It is a common known knowledge to those skilled in the art that encapsulating packet header can be used to differentiate an encapsulating packet in order to allow a network device to treat the packet with high priority or more importance. Referring now to FIG. 2, examples of an IPv4 packet header and a Type of Service field, which is updated to differentiated services (DiffServ) field, are shown. Packet marking technique to identify packets may include manipulation of the Differentiated Services Code Point (DSCP) sub-field of the Internet Protocol (IP) header Type of Service (TOS) field. DiffServ may provide a networking architecture for classification and management of network traffic as well as Quality of Service (QoS) mechanisms. The DiffServ field may be used in a network layer protocol (e.g., IPv4, IPv6 and mobile IPv6) to make per-hop behavior (PHB) decisions about packet classification and traffic conditioning functions, such as metering, marking, shaping and policing. In FIG. 2, the DSCP field is within the Type of Service (ToS) field of the encapsulating packet header. The DSCP field may provide an indication of the abstract parameters of the quality of service desired. These parameters may be used to guide the selection of actual service parameters when transmitting a packet through a particular network. Several networks offer service precedence, which may treat high priority traffic as more important than other traffic (generally by accepting only traffic above certain precedence at time of high load).

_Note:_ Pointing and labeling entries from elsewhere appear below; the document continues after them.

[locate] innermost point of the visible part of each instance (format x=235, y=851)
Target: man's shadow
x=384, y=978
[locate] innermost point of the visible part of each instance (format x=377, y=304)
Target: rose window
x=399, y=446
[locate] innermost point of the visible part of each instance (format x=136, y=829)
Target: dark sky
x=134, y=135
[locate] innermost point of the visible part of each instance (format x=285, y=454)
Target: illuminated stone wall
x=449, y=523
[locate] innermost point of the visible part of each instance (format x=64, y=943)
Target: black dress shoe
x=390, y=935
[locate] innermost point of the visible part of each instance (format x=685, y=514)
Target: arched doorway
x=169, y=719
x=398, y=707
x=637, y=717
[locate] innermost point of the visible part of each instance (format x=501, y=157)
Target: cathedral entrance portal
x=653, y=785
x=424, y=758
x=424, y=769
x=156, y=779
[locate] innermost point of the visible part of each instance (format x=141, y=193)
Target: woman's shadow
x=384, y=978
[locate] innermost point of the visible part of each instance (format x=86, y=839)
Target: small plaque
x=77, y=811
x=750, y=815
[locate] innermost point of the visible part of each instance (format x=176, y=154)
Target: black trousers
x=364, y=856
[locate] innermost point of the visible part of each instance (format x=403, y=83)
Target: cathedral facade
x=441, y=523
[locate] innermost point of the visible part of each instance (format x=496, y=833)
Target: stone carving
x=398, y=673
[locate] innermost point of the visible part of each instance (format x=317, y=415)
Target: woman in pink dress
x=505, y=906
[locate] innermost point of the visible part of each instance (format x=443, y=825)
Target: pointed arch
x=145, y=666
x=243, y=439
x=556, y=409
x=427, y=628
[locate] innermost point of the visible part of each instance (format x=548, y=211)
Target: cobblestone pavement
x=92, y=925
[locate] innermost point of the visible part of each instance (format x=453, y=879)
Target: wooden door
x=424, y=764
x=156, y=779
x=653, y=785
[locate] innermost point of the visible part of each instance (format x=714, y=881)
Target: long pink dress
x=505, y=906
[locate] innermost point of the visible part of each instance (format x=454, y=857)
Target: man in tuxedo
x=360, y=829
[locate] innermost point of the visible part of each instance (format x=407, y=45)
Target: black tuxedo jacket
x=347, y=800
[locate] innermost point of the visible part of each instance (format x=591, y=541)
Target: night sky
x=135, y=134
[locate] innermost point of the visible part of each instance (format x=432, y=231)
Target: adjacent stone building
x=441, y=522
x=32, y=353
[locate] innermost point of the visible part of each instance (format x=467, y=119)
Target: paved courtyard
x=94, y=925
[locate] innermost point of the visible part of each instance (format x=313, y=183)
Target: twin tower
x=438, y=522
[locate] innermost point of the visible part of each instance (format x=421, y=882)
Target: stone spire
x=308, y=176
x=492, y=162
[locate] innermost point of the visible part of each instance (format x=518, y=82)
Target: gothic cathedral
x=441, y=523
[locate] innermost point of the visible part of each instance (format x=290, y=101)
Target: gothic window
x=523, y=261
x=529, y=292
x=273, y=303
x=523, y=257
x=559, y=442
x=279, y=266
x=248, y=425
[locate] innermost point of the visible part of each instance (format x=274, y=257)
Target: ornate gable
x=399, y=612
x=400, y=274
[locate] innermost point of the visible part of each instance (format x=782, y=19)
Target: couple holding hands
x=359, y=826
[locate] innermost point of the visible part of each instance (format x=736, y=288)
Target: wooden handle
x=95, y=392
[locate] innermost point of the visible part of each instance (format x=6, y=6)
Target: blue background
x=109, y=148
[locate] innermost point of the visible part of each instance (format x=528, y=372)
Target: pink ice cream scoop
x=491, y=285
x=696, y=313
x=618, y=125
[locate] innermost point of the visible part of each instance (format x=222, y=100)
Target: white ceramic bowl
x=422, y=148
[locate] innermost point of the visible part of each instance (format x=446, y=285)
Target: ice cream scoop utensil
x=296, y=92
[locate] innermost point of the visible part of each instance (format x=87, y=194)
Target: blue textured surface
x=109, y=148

The standardized DiffServ field of the packet may be marked with a value so that the packet receives a particular forwarding treatment or PHB, at each network node.
At the transmitter network device, it is desirable for packets with higher priority to be transmitted earlier than packets with lower priority.

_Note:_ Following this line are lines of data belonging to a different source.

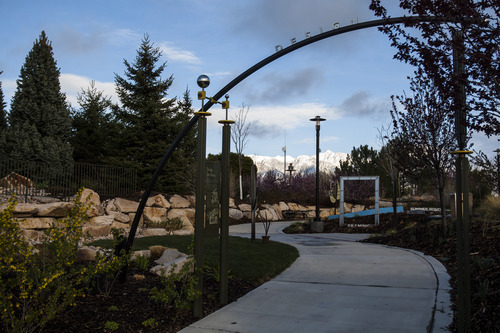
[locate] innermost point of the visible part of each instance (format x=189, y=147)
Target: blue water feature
x=368, y=212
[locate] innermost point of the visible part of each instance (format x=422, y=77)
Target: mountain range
x=303, y=164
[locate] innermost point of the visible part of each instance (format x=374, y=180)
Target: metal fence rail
x=28, y=179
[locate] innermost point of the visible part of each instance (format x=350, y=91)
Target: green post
x=224, y=226
x=199, y=224
x=199, y=217
x=462, y=189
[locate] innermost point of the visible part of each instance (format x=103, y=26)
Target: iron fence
x=28, y=179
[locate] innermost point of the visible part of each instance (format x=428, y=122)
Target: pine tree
x=148, y=118
x=40, y=123
x=3, y=111
x=181, y=167
x=92, y=127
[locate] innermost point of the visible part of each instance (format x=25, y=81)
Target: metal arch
x=247, y=73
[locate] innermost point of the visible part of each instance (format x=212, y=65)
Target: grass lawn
x=250, y=261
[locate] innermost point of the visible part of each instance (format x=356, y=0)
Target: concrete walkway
x=339, y=285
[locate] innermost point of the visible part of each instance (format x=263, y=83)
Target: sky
x=347, y=79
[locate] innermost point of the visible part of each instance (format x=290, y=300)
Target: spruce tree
x=148, y=118
x=40, y=122
x=92, y=127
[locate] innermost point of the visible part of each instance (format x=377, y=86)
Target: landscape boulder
x=126, y=206
x=179, y=202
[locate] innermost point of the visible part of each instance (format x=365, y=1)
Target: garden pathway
x=340, y=285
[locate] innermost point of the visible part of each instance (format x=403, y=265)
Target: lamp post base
x=317, y=226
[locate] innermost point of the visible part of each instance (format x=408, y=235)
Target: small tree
x=40, y=122
x=388, y=163
x=3, y=111
x=92, y=126
x=239, y=136
x=428, y=45
x=148, y=119
x=428, y=131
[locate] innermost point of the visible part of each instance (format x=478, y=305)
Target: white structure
x=376, y=179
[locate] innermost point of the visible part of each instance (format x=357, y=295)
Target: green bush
x=142, y=262
x=108, y=266
x=178, y=289
x=37, y=283
x=489, y=214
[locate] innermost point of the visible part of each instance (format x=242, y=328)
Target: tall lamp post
x=317, y=225
x=284, y=161
x=498, y=168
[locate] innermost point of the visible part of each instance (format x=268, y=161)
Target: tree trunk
x=241, y=181
x=443, y=208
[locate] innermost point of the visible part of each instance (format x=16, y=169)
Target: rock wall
x=119, y=213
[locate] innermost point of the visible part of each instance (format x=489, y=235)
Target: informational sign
x=212, y=199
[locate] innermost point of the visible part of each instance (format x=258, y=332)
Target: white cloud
x=312, y=140
x=123, y=36
x=176, y=54
x=72, y=84
x=291, y=116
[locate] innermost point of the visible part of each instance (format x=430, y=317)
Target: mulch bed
x=129, y=304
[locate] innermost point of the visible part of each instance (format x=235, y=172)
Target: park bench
x=293, y=214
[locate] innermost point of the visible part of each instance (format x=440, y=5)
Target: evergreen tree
x=181, y=167
x=148, y=118
x=40, y=122
x=3, y=111
x=92, y=127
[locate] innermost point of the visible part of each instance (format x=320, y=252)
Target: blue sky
x=346, y=79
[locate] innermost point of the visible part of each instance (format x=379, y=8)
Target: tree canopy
x=429, y=46
x=149, y=120
x=39, y=119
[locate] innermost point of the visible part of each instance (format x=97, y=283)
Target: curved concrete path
x=339, y=285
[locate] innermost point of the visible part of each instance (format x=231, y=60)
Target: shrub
x=109, y=265
x=142, y=262
x=179, y=289
x=37, y=283
x=489, y=213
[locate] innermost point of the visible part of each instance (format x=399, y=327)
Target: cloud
x=265, y=119
x=72, y=85
x=284, y=19
x=123, y=36
x=277, y=86
x=73, y=41
x=174, y=53
x=312, y=140
x=362, y=104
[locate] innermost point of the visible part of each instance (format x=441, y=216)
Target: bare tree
x=239, y=136
x=388, y=162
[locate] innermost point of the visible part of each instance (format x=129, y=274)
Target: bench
x=293, y=214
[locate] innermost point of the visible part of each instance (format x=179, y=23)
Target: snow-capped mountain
x=303, y=164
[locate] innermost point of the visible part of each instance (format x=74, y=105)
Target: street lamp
x=317, y=225
x=284, y=161
x=498, y=169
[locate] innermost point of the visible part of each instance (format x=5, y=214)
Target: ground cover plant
x=37, y=282
x=414, y=232
x=130, y=307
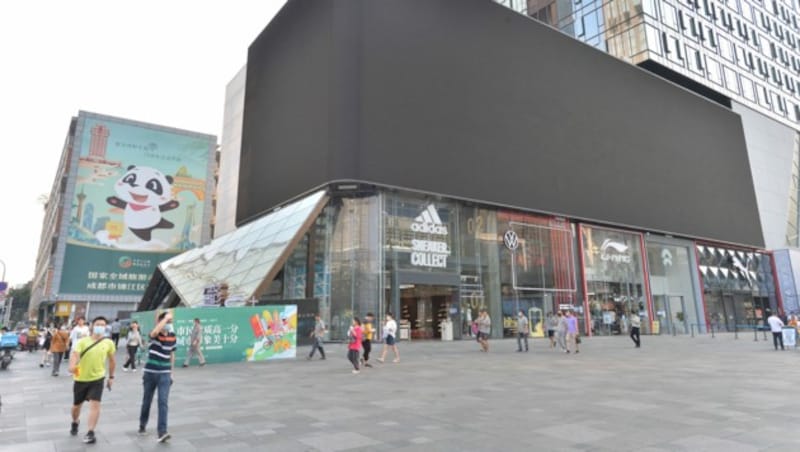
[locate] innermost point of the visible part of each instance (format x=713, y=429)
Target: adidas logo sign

However, when an aggregated logical network connection is used to transmit and receive encapsulating packets, the encapsulating packets may be received by the receiver not in sequential order. It is known to those skilled in the art that packets decapsulated from the encapsulating packets should be sorted before being transmitted to the designated recipients. It is also known to those skilled in the art that the sorting can be carried out by using a global sequence number and per logical network connection sequence number encapsulated in the encapsulating packets along with the packets. However, sorting packets can result in delay of transmitting packets when the global sequence numbers are not in sequential order at the receiving network device. When the transmissions of packets with higher priority are delayed due to sorting, the impact of such delay is larger than those of packets with lower priority.
When a network device transmits or receives an encapsulating packet, the encapsulating packet may have a packet format of a usual IPv4 header shown in FIG. 2. It is to be noted that in the above description, it is assumed that the IPv4 header shown in FIG. 2 is used. However, the IPv4 header does not necessarily need to be used, and a packet format of another arbitrary protocol, including IPv6 and mobile IPv6, may be used.